Here's the original calculator with debugging features enabled:

    #define BOOST_SPIRIT_DEBUG  ///$$$ DEFINE THIS BEFORE ANYTHING ELSE $$$///
    #include "boost/spirit.hpp"

    /***/

    /*** CALCULATOR GRAMMAR DEFINITIONS HERE ***/

    BOOST_SPIRIT_DEBUG_RULE(integer);
    BOOST_SPIRIT_DEBUG_RULE(group);
    BOOST_SPIRIT_DEBUG_RULE(factor);
    BOOST_SPIRIT_DEBUG_RULE(term);
    BOOST_SPIRIT_DEBUG_RULE(expr);

Be sure to add the macros inside the grammar definition's constructor. Now here's a sample session with the calculator.

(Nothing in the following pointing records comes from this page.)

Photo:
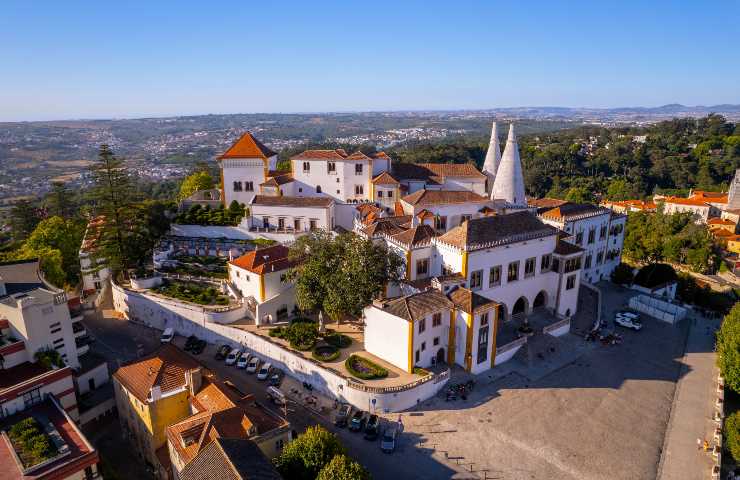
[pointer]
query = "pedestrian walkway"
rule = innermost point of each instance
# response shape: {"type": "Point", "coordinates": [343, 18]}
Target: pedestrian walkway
{"type": "Point", "coordinates": [693, 406]}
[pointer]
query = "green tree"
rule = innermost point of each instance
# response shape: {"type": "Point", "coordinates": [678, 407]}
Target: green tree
{"type": "Point", "coordinates": [23, 219]}
{"type": "Point", "coordinates": [341, 275]}
{"type": "Point", "coordinates": [60, 202]}
{"type": "Point", "coordinates": [342, 467]}
{"type": "Point", "coordinates": [113, 195]}
{"type": "Point", "coordinates": [304, 457]}
{"type": "Point", "coordinates": [57, 234]}
{"type": "Point", "coordinates": [728, 348]}
{"type": "Point", "coordinates": [732, 434]}
{"type": "Point", "coordinates": [194, 182]}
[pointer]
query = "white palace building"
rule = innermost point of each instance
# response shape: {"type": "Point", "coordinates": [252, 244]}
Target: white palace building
{"type": "Point", "coordinates": [480, 259]}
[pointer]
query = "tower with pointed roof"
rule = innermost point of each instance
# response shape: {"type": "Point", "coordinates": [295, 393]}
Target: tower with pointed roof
{"type": "Point", "coordinates": [244, 167]}
{"type": "Point", "coordinates": [493, 158]}
{"type": "Point", "coordinates": [509, 183]}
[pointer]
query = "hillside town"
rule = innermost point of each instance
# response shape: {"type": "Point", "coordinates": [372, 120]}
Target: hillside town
{"type": "Point", "coordinates": [209, 358]}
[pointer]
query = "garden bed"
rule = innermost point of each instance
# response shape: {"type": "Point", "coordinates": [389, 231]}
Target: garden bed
{"type": "Point", "coordinates": [325, 353]}
{"type": "Point", "coordinates": [192, 292]}
{"type": "Point", "coordinates": [365, 369]}
{"type": "Point", "coordinates": [31, 443]}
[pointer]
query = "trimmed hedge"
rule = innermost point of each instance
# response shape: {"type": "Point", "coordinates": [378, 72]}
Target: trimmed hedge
{"type": "Point", "coordinates": [333, 355]}
{"type": "Point", "coordinates": [365, 369]}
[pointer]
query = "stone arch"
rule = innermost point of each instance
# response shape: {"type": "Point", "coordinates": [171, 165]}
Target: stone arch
{"type": "Point", "coordinates": [540, 301]}
{"type": "Point", "coordinates": [521, 306]}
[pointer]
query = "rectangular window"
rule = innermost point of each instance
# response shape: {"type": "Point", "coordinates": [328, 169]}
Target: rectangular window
{"type": "Point", "coordinates": [476, 279]}
{"type": "Point", "coordinates": [513, 273]}
{"type": "Point", "coordinates": [482, 355]}
{"type": "Point", "coordinates": [494, 276]}
{"type": "Point", "coordinates": [422, 267]}
{"type": "Point", "coordinates": [440, 223]}
{"type": "Point", "coordinates": [545, 263]}
{"type": "Point", "coordinates": [529, 266]}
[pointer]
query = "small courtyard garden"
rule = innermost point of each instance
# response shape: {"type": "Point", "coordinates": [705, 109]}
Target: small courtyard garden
{"type": "Point", "coordinates": [31, 443]}
{"type": "Point", "coordinates": [202, 294]}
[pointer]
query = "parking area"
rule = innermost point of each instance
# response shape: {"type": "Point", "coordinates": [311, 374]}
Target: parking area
{"type": "Point", "coordinates": [588, 411]}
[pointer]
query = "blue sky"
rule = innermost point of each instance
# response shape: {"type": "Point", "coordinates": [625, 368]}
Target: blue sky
{"type": "Point", "coordinates": [77, 59]}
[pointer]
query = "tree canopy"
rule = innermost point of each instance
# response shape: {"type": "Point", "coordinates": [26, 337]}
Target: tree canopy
{"type": "Point", "coordinates": [728, 348]}
{"type": "Point", "coordinates": [341, 275]}
{"type": "Point", "coordinates": [200, 180]}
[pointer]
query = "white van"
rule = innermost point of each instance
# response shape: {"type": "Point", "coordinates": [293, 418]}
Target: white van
{"type": "Point", "coordinates": [167, 335]}
{"type": "Point", "coordinates": [264, 371]}
{"type": "Point", "coordinates": [277, 397]}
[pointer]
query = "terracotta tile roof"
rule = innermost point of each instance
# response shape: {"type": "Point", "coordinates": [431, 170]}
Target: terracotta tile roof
{"type": "Point", "coordinates": [569, 209]}
{"type": "Point", "coordinates": [442, 197]}
{"type": "Point", "coordinates": [720, 221]}
{"type": "Point", "coordinates": [247, 146]}
{"type": "Point", "coordinates": [567, 248]}
{"type": "Point", "coordinates": [278, 179]}
{"type": "Point", "coordinates": [230, 459]}
{"type": "Point", "coordinates": [687, 201]}
{"type": "Point", "coordinates": [165, 367]}
{"type": "Point", "coordinates": [337, 154]}
{"type": "Point", "coordinates": [469, 301]}
{"type": "Point", "coordinates": [385, 178]}
{"type": "Point", "coordinates": [435, 171]}
{"type": "Point", "coordinates": [289, 201]}
{"type": "Point", "coordinates": [416, 236]}
{"type": "Point", "coordinates": [265, 260]}
{"type": "Point", "coordinates": [416, 306]}
{"type": "Point", "coordinates": [497, 230]}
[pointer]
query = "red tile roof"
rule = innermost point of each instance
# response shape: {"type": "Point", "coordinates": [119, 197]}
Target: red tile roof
{"type": "Point", "coordinates": [265, 260]}
{"type": "Point", "coordinates": [165, 368]}
{"type": "Point", "coordinates": [247, 146]}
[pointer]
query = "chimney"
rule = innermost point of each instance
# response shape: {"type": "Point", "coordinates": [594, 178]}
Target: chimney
{"type": "Point", "coordinates": [194, 380]}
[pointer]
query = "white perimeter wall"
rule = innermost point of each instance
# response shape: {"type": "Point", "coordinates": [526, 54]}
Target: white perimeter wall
{"type": "Point", "coordinates": [151, 313]}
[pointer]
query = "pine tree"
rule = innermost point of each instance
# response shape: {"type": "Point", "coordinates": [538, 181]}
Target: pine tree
{"type": "Point", "coordinates": [113, 195]}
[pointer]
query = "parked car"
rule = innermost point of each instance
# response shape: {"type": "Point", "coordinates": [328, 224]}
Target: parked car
{"type": "Point", "coordinates": [167, 335]}
{"type": "Point", "coordinates": [358, 421]}
{"type": "Point", "coordinates": [199, 347]}
{"type": "Point", "coordinates": [276, 378]}
{"type": "Point", "coordinates": [232, 356]}
{"type": "Point", "coordinates": [372, 428]}
{"type": "Point", "coordinates": [264, 371]}
{"type": "Point", "coordinates": [342, 415]}
{"type": "Point", "coordinates": [628, 322]}
{"type": "Point", "coordinates": [241, 362]}
{"type": "Point", "coordinates": [222, 351]}
{"type": "Point", "coordinates": [388, 442]}
{"type": "Point", "coordinates": [253, 364]}
{"type": "Point", "coordinates": [191, 342]}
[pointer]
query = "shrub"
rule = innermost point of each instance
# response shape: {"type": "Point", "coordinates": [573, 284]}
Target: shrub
{"type": "Point", "coordinates": [732, 435]}
{"type": "Point", "coordinates": [338, 340]}
{"type": "Point", "coordinates": [325, 353]}
{"type": "Point", "coordinates": [365, 369]}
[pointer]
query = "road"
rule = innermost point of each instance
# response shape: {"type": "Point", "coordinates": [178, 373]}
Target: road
{"type": "Point", "coordinates": [120, 341]}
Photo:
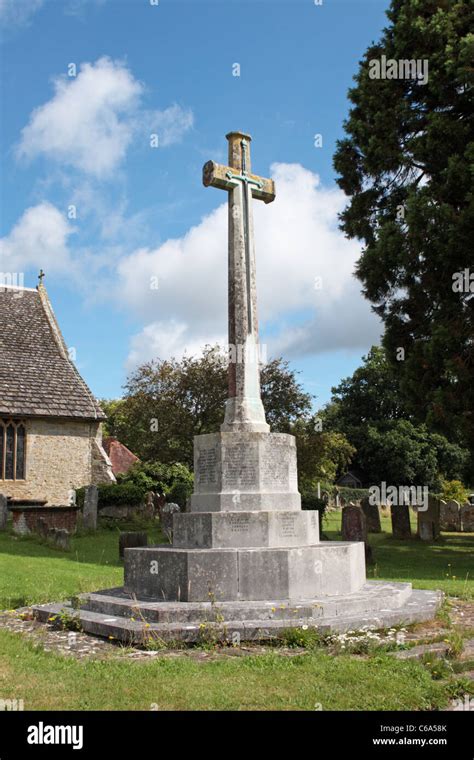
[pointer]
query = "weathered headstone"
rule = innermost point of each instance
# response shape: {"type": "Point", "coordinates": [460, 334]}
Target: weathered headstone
{"type": "Point", "coordinates": [131, 539]}
{"type": "Point", "coordinates": [428, 520]}
{"type": "Point", "coordinates": [354, 527]}
{"type": "Point", "coordinates": [450, 516]}
{"type": "Point", "coordinates": [3, 511]}
{"type": "Point", "coordinates": [91, 499]}
{"type": "Point", "coordinates": [372, 515]}
{"type": "Point", "coordinates": [467, 518]}
{"type": "Point", "coordinates": [400, 514]}
{"type": "Point", "coordinates": [42, 527]}
{"type": "Point", "coordinates": [149, 508]}
{"type": "Point", "coordinates": [166, 517]}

    Type an expression...or [q or Q] to quit

    1 + 2

    grammar(calc):	"1 + 2"
      rule(expression):	"1 + 2"
        rule(term):	"1 + 2"
          rule(factor):	"1 + 2"
            rule(integer):	"1 + 2"
    push	1
            /rule(integer):	" + 2"
          /rule(factor):	" + 2"
        /rule(term):	" + 2"
        rule(term):	"2"
          rule(factor):	"2"
            rule(integer):	"2"
    push	2
            /rule(integer):	""
          /rule(factor):	""
        /rule(term):	""
    popped 1 and 2 from the stack. pushing 3 onto the stack.
      /rule(expression):	""
    /grammar(calc):	""
    -------------------------
    Parsing succeeded
    result = 3
    -------------------------

We typed in "1 + 2". Notice that there are two successful branches from the top rule expr. The text in red is generated by the parser's semantic actions while the others are generated by the debug-diagnostics of our rules. Notice how the first integer rule took "1", the first term rule took "+" and finally the second integer rule took "2".

Please note the special meaning of the first characters appearing on the printed lines:

Check out calc_debug.cpp to see debugging in action.